有限会社人事・労務『小さな会社の働き方改革対応版 就業規則が自分でできる本』

本書の発売は2019年6月。ホットトピックの法律はすぐに変わるから、この手の本は本来、出たらすぐ買って、かつすぐ読まなければならないと思う。けど、なかなかこういうのは及び腰になるというか何というか、ええ(言い訳)。

でもとりあえずざっくり読んだ。本書の第1章で近年の働き方改革に係る法改正の内容が記載されており、第2章以降でそれらを踏まえた就業規則で定めるべきルールや、ルールの効果的な運用について整理、最後の付録で就業規則の雛形をがっさり添付、という建て付けである。

第1章について、わたしなりにサマって書く。

  1. 残業時間上限はこれまで36協定(月45時間・年360時間)程度しか定めがなかったが、36協定に加え「月100時間未満(複数月平均80時間以内)、年720時間以内」という上限が設けられた。
  2. 大企業でなく中小企業も、月60時間を超える残業は50%の割増賃金を支払うことが義務化。
  3. 健康管理の観点から、高度プロフェッショナル制度の社員をの除く、裁量労働制の適用者や管理監督者も含めた全社員の労働時間の管理が義務化。
  4. 社員の十分な生活時間や睡眠時間を確保するため、勤務終了時刻から翌日の勤務開始時刻までに一定時間以上の間隔を設けるべしという、文字通り「勤務勘インターバル制度」が設けられた。ただし現状は努力義務。
  5. フレックス制は、労使協定で締結するだけでなく、労働基準監督署への届け出が必要になった。(特定の時期に仕事が集中し過ぎるリスクを追っていないか労働基準監督署が管理するため?)
  6. 高度プロフェッショナル制度の創設。ただしニュースでもたまに流れるが、制度適用はかなり厳しい。
  7. 年5日の年次有給休暇の確実な取得。
  8. 派遣社員を含めた同一労働同一賃金。
  9. 産業医・産業保健機能を強化。

改めて書き出すと、大半は、ニュースや、会社の人事部からアナウンスがあって知っているものだなと思った。年5日の有給取得の義務化なんかは、人事部もしくは上司からお達しが来ている人が多いのではないかと思う。

第2章以降は割愛するが、第1章で記載した法律変更を踏まえると、この辺の規程を整備せよとか、こんなものを作った方が良いとかが書かれている。なお法律変更だけでなく、1 on 1ミーティングなど、近年の労働管理やマネジメントの潮流なんかも踏まえたアドバイスも書いてある。

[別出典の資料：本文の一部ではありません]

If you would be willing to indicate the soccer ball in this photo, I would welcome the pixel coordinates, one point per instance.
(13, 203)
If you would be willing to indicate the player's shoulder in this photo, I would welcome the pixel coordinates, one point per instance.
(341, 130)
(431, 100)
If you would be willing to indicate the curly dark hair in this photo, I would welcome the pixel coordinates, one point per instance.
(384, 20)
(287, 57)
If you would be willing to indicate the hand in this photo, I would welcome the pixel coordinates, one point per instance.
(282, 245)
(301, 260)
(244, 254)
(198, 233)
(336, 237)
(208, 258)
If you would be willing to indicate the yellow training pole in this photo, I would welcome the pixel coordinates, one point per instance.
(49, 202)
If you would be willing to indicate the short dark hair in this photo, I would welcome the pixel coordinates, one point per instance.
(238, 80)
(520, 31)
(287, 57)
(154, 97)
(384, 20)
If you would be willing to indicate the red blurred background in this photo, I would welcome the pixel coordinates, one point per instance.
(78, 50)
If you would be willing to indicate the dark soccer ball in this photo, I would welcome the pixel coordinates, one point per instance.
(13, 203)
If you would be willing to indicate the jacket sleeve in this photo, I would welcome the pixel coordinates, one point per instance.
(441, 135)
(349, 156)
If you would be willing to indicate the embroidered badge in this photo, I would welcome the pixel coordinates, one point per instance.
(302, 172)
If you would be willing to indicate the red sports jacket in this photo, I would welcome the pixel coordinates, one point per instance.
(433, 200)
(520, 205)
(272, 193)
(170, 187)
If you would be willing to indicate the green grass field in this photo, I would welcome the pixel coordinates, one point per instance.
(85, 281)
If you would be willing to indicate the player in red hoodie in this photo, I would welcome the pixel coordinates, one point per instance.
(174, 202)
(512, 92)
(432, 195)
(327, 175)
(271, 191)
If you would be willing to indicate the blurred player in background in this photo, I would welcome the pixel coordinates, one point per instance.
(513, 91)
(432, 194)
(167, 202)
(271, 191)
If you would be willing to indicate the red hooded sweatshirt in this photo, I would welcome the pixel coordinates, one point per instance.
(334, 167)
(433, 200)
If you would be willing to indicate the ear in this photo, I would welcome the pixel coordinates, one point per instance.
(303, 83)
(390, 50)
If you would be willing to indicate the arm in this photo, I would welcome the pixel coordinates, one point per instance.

最初は分厚くて取っ付きづらいと思ったが、意を決して(つまりポイントを書き出すぐらいの心持ちで)読み進めると、読みやすい。ただ、専門用語を使わずわかりやすく記載することを意識するあまり、第1章についてどの法律の何条何項に記載があるか、すぐわかるものとよくわからないものがあった。一次情報に当たれないと後々困るので、その辺は読者が嫌がってもきちんと「同じページ」に条文をつけるべきではないかと思った。